The Sicilian Buttercup is not a hardy breed and has an edgy and excitable character. It has a flighty temperament, so perhaps not suitable for nervous novice poultry keepers or families with young children. The breed likes to forage and should be free range where their temperament becomes a survival advantage if there are foxes around. The comb could suffer from frostbite and housing should be quite tall so the bird does not bang its comb on the roof.
- Ancestors of the Sicilian Buttercup breed are depicted in European paintings dating back to the 16th century, but the breed was not stabilised into a proper breed with a specific type, plumage colours and pattern until centuries later, and that happened in the USA.
- Sicilian immigrants are believed to have brought such cup combed birds to America in the 1830s, although the first detailed recorded importation was not until 1860, when a Captain Dawes brought them from Sicily to his father in America.
- Little success was achieved until 1908, when Mr Dumaresq and his friend Mr Audinger, publisher of a poultry magazine, formed a Club which produced a breed standard, and which had over 500 members by 1914.
- Their popularity in the USA did not last however, because virtually the entire American commercial egg production industry concentrated on White Leghorns by the 1930s.
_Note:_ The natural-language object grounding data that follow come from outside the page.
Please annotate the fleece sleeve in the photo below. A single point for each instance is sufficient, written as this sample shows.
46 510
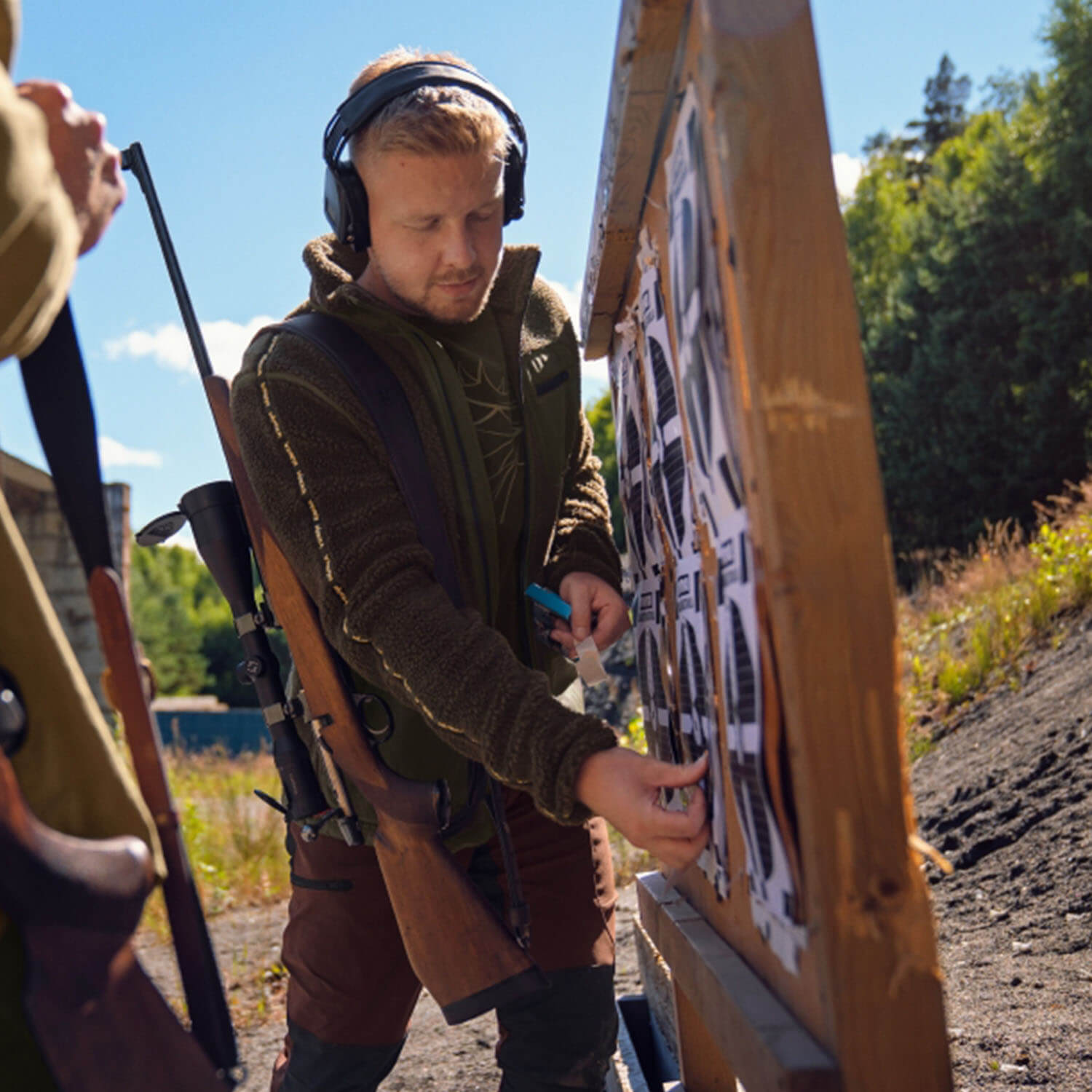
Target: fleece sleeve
582 541
323 480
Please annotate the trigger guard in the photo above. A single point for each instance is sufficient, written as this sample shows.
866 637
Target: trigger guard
376 735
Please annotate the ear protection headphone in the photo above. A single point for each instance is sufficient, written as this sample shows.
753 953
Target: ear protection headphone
345 200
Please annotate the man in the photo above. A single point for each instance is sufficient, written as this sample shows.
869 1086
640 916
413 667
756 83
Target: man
489 364
59 187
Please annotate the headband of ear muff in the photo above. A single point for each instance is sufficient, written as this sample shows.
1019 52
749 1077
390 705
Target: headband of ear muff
345 199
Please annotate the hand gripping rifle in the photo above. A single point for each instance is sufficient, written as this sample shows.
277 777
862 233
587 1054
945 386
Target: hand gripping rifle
60 402
456 946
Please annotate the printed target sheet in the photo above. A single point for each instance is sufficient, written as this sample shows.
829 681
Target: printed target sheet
720 504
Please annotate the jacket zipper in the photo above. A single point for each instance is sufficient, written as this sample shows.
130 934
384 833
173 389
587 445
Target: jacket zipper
470 486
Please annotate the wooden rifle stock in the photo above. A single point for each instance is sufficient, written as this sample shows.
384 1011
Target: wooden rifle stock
458 948
100 1022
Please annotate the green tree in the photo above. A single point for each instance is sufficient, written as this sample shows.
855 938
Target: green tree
186 628
972 281
165 585
601 417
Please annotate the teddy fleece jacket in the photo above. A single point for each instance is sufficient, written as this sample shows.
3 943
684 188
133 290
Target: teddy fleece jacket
327 487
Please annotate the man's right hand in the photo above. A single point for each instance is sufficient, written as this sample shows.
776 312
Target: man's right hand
624 788
89 167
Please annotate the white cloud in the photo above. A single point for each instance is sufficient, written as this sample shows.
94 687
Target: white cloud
847 172
170 347
114 454
570 296
594 380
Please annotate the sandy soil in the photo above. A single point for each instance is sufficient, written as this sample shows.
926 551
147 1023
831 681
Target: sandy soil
1005 795
437 1059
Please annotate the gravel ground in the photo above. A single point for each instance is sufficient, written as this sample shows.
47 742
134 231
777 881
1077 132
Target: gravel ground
436 1057
1005 794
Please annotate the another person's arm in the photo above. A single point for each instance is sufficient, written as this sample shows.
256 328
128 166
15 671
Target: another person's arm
59 186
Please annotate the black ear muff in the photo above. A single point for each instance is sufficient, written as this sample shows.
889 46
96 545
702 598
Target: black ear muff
347 205
345 200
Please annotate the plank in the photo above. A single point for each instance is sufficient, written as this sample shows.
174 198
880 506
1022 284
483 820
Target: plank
742 1019
867 984
819 522
646 57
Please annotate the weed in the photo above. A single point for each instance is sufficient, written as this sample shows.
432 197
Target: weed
235 843
968 626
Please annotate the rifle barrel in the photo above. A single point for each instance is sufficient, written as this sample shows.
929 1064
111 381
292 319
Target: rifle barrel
132 159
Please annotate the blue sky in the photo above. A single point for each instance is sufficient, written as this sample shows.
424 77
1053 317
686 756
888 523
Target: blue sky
229 103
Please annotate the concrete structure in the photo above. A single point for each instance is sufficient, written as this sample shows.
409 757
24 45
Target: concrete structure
33 502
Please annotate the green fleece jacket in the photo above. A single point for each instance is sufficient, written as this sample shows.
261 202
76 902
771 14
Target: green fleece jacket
325 484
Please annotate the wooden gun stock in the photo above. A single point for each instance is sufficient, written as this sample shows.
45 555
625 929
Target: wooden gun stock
458 948
100 1022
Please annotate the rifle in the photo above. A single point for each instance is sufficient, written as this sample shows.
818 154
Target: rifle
60 402
100 1022
443 917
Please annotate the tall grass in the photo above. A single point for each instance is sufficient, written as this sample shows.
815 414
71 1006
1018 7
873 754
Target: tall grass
976 624
234 841
983 614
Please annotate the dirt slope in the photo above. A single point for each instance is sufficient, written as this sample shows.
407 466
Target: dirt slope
1007 796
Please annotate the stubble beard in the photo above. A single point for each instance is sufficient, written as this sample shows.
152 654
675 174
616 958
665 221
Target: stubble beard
456 314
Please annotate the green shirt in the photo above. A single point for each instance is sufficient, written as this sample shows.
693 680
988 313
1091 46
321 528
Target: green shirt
478 353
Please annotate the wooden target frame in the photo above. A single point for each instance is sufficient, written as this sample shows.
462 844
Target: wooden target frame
836 984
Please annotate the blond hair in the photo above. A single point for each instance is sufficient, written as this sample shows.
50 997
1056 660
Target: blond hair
432 120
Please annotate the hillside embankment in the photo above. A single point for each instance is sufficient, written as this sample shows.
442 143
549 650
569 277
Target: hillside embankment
1005 791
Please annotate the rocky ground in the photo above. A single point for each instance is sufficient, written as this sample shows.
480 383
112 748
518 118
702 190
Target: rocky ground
1005 794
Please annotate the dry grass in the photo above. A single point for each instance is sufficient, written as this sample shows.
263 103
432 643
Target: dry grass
972 624
235 842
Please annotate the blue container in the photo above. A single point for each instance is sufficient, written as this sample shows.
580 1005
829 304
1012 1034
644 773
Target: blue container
236 729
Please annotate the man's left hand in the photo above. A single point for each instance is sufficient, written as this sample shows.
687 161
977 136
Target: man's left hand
598 609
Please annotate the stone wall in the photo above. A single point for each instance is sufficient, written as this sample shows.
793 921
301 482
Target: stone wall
33 502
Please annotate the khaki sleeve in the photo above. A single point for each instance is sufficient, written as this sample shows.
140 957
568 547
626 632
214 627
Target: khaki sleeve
39 234
70 769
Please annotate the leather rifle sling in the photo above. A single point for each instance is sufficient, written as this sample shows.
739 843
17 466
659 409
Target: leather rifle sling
387 405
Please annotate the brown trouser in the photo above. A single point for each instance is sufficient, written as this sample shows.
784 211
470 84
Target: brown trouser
352 991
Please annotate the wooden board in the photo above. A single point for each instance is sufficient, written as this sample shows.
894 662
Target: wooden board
725 1010
867 983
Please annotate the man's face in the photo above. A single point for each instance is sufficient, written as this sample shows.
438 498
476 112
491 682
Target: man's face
436 232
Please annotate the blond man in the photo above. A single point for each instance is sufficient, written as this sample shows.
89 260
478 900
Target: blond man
489 364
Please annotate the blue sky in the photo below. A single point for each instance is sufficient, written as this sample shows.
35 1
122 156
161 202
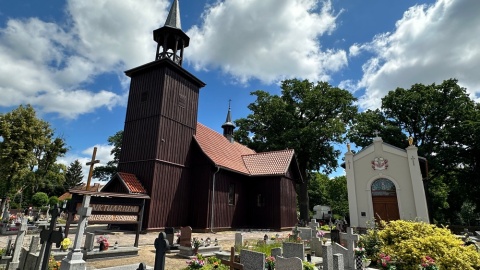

- Around 1912 Mrs Colbeck of West Yorkshire, imported the breed to Britain from America and a thriving Club was formed in Britain with entries up to 100 birds in the first few years after the First World War.
- In the mid 1920s numbers went into sharp decline, and they have been very rare since then.
- The Sicilian Buttercup is a light breed.
- There are both large fowl and bantam varieties
- Earlobes should be at least two thirds red
- There are two standardised colours, the Golden and Silver.
Did you know?
The breed is known for their cup combs. These are a particularly unique feature in this breed. They are formed from two single combs joined at the front and back.